Uses Google DNS-over-HTTPS API for fast and secure DNS queries. Supports all common DNS record types.
Record Types Reference
About this tool
DNS (Domain Name System) is the internet's address book: it translates human-readable domain names (like example.com) into IP addresses that computers use to route traffic. A DNS lookup queries one or more of the record types stored for a domain. Common types include A (IPv4 address), AAAA (IPv6 address), CNAME (alias to another domain), MX (mail server), NS (authoritative name servers), TXT (arbitrary text—used for SPF, DKIM, and domain verification), and SOA (authoritative zone information). This tool queries Google Public DNS over HTTPS (DNS-over-HTTPS) and displays the results for any domain and record type.
How to use
- 1Type a domain name (e.g. example.com) into the input field — no http:// prefix needed.

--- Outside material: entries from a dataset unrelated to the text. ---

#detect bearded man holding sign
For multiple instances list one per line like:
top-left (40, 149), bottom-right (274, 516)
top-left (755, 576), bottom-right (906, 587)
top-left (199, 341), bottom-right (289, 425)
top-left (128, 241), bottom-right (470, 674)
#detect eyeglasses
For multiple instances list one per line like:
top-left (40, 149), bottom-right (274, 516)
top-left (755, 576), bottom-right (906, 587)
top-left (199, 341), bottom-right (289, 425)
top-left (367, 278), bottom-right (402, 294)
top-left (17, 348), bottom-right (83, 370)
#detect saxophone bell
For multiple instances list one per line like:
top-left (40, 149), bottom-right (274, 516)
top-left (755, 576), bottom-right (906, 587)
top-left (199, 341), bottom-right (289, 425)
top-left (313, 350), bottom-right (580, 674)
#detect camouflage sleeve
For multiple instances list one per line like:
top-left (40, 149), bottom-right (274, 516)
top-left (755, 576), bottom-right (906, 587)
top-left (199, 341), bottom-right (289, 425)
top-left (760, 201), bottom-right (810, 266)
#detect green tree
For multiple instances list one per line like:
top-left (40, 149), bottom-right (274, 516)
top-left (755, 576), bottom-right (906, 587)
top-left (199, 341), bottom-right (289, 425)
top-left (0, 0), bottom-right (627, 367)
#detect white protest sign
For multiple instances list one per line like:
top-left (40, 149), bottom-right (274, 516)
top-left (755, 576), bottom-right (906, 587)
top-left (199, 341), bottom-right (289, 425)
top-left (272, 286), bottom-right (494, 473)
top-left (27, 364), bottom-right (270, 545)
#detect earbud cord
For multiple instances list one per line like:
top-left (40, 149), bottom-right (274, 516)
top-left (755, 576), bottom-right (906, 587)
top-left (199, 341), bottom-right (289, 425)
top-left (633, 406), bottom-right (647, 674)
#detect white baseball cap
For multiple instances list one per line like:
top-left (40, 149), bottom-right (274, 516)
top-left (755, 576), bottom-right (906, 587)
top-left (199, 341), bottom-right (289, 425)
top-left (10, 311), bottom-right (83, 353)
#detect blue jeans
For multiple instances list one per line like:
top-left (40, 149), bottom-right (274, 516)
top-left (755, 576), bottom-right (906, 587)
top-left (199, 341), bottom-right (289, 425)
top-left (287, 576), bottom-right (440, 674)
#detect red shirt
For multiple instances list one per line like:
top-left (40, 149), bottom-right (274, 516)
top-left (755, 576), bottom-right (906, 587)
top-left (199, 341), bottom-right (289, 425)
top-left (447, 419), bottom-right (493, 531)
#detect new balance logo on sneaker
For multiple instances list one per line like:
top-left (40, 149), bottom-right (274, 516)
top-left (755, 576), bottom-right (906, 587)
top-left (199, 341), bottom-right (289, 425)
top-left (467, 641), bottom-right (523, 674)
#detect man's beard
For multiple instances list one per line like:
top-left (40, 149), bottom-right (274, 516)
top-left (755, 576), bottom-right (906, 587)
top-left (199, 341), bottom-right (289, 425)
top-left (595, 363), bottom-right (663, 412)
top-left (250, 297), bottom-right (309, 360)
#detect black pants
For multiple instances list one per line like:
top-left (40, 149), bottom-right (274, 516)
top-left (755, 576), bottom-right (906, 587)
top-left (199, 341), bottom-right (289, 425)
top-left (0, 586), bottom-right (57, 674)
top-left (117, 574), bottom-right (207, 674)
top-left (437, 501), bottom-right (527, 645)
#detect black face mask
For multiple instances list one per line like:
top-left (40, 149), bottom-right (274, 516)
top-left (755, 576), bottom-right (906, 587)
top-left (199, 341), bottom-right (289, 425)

- 2Choose the DNS record type: A, AAAA, CNAME, MX, NS, TXT, or SOA.
- 3Click "Lookup" — results are fetched from Google Public DNS over HTTPS.
- 4Click the copy icon next to any record to copy its value.
Frequently asked questions
- What are the most important DNS record types?
- A maps a domain to an IPv4 address. AAAA maps to an IPv6 address. CNAME creates an alias from one hostname to another. MX specifies which server handles email for a domain. NS lists the authoritative name servers. TXT stores text—commonly used for SPF (email authorization), DKIM (email signing), and domain ownership verification. SOA contains zone authority information.
- What is TTL in DNS?
- TTL (Time To Live) is the number of seconds a resolver may cache a record before fetching it again. A TTL of 300 = 5 minutes. Low TTL (60–300s) allows faster propagation when you change records; high TTL (3600–86400s) reduces DNS query load. If you're about to change a record, lower its TTL 24 hours in advance.
- Why do DNS changes take time to propagate?
- Because resolvers around the world cache records for their full TTL. After you update a record, resolvers that cached the old value keep serving it until their TTL expires. Full global propagation typically takes minutes to a few hours for short TTLs, and up to 48 hours for records with TTL = 86400.
- What is the difference between a CNAME and an A record?
- An A record directly maps a hostname to an IP address. A CNAME creates an alias that points to another hostname, which is then resolved to an IP. For example, www.example.com CNAME → example.com → A 93.184.216.34. CNAMEs are useful when hosting on platforms with dynamic IPs (like CDNs)—all CNAMEs update automatically when the target A record changes.